We advertise every source openly. Pricing + provider availability: models.dev. Quality/performance: LMArena Chatbot Arena Elo and Artificial Analysis. Architecture (params, layers, KV) for VRAM math: HuggingFace model configs. GPU specs: vendor sheets + TechPowerUp; GPU $/hr: RunPod, Vast.ai, Lambda. See /methodology for the full list and refresh cadence.
Why show both managed and self-host options?
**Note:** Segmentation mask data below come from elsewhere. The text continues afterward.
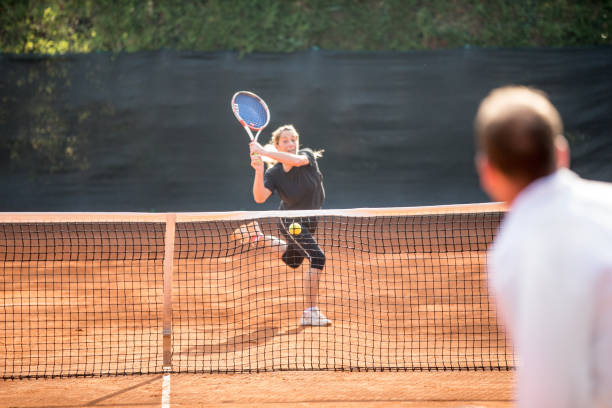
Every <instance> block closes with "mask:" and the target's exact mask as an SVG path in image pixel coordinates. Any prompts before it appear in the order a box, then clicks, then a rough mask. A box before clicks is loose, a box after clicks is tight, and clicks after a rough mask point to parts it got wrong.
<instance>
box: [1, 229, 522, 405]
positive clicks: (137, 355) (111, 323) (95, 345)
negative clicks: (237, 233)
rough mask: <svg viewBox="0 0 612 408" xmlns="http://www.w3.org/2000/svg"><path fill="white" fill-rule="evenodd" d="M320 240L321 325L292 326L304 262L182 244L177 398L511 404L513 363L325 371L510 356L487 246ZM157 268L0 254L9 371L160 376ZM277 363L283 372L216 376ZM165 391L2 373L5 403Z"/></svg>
mask: <svg viewBox="0 0 612 408" xmlns="http://www.w3.org/2000/svg"><path fill="white" fill-rule="evenodd" d="M328 241H330V242H331V240H328ZM322 244H323V246H324V249H325V253H326V255H327V257H328V262H327V264H326V266H325V270H324V273H323V275H322V277H321V284H320V287H321V290H320V293H319V306H320V308H321V310H323V311H324V313H325V314H326V315H327V316H328V317H329V318H330V319H332V321H333V324H332V326H330V327H326V328H320V327H316V328H313V327H300V326H299V325H298V320H299V317H300V314H301V311H302V310H303V308H304V294H303V281H302V277H303V276H304V274H305V272H306V269H307V263H306V265H305V266H302V267H300V268H298V269H295V270H293V269H290V268H287V267H286V266H284V265H283V264H282V263H281V262H280V260H279V259H278V254H274V253H270V251H267V252H266V251H262V250H261V248H256V247H252V248H242V249H240V250H236V251H234V252H233V253H232V254H231V255H229V256H214V257H210V258H207V257H205V256H200V255H199V254H195V256H194V257H191V258H187V259H184V258H181V257H180V254H178V253H177V254H176V255H175V273H174V277H173V314H172V317H173V339H172V353H173V369H174V371H175V372H180V373H174V374H171V376H170V378H171V382H170V384H171V387H170V406H171V407H229V406H238V407H241V406H253V407H258V406H264V407H292V406H317V407H356V406H359V407H362V406H363V407H391V406H405V407H510V406H511V405H512V401H511V400H512V388H513V376H514V372H513V371H505V370H502V371H461V372H457V371H434V372H429V371H407V372H404V371H399V372H395V371H392V372H389V371H384V372H355V371H349V372H346V371H344V372H334V371H319V369H327V370H334V369H344V370H347V369H351V368H365V367H368V368H372V367H374V368H389V367H407V368H416V369H418V368H427V367H428V366H437V367H440V368H441V367H447V368H448V367H454V368H456V367H457V366H461V367H474V366H476V367H479V366H487V367H490V366H497V365H504V364H511V365H512V364H514V361H513V356H512V351H511V350H510V349H509V348H508V347H507V345H506V340H505V337H504V335H503V333H502V332H501V331H500V330H499V328H498V327H497V323H496V321H495V315H494V311H493V310H492V309H491V306H490V304H489V301H488V296H487V294H486V279H485V277H484V274H483V264H484V252H483V251H474V252H471V251H454V252H439V253H404V252H402V253H393V254H386V253H369V254H367V256H365V255H364V253H363V251H361V249H360V248H357V249H354V250H346V249H340V248H335V247H333V245H327V246H326V245H325V244H326V240H325V239H323V240H322ZM196 252H197V250H196ZM272 252H273V251H272ZM160 269H161V262H160V261H159V260H137V261H136V260H110V261H81V260H77V261H72V260H66V261H37V262H34V261H14V262H12V263H11V262H5V263H4V264H3V266H2V271H1V272H2V275H1V277H0V279H2V280H3V281H2V282H0V283H2V285H3V286H2V287H3V288H4V291H3V294H2V296H3V307H4V310H3V315H2V316H1V317H2V318H3V320H2V321H0V329H2V331H3V334H2V336H1V338H0V340H1V341H2V344H1V345H0V346H1V348H0V350H1V351H2V355H0V371H2V373H4V374H5V375H7V374H8V375H11V374H13V375H15V376H20V375H34V376H36V375H43V376H46V375H73V374H81V375H82V374H95V375H99V374H106V373H114V372H119V373H130V372H133V371H140V372H144V373H158V372H159V370H160V367H161V359H162V355H163V353H162V347H161V346H162V336H161V329H162V324H161V319H162V314H163V313H162V306H161V305H162V297H163V276H162V274H160V273H159V272H158V271H159V270H160ZM449 323H450V324H449ZM279 369H280V370H288V371H274V372H260V373H244V374H222V373H221V374H219V373H213V374H210V372H219V371H220V372H224V371H243V370H246V371H271V370H279ZM294 370H301V371H294ZM303 370H306V371H303ZM311 370H312V371H311ZM161 401H162V375H160V374H148V375H134V376H131V375H129V376H119V377H113V376H111V377H107V376H103V377H93V378H50V379H37V380H35V379H25V380H8V381H0V407H15V408H16V407H20V408H25V407H49V408H59V407H71V408H72V407H81V406H83V407H85V406H87V407H149V406H151V407H153V406H161Z"/></svg>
Because the right answer depends on your constraints. If data must stay in your boundary, only self-host is shown. Otherwise you see both, ranked by your priorities, so you can compare total cost honestly.
Are the costs exact?
They are first-order estimates within ~10–20%, based on real prices and your stated volume. Throughput and VRAM use standard GQA formulas. Always validate with a real benchmark before committing — every self-host recommendation links a reproducible config.
How do you make money, and does it bias recommendations?
Some managed providers may carry referral links, always disclosed. Ranking is driven only by your optimize-for choice and real numbers — never by who pays. A provider appears only when it is genuinely a good fit.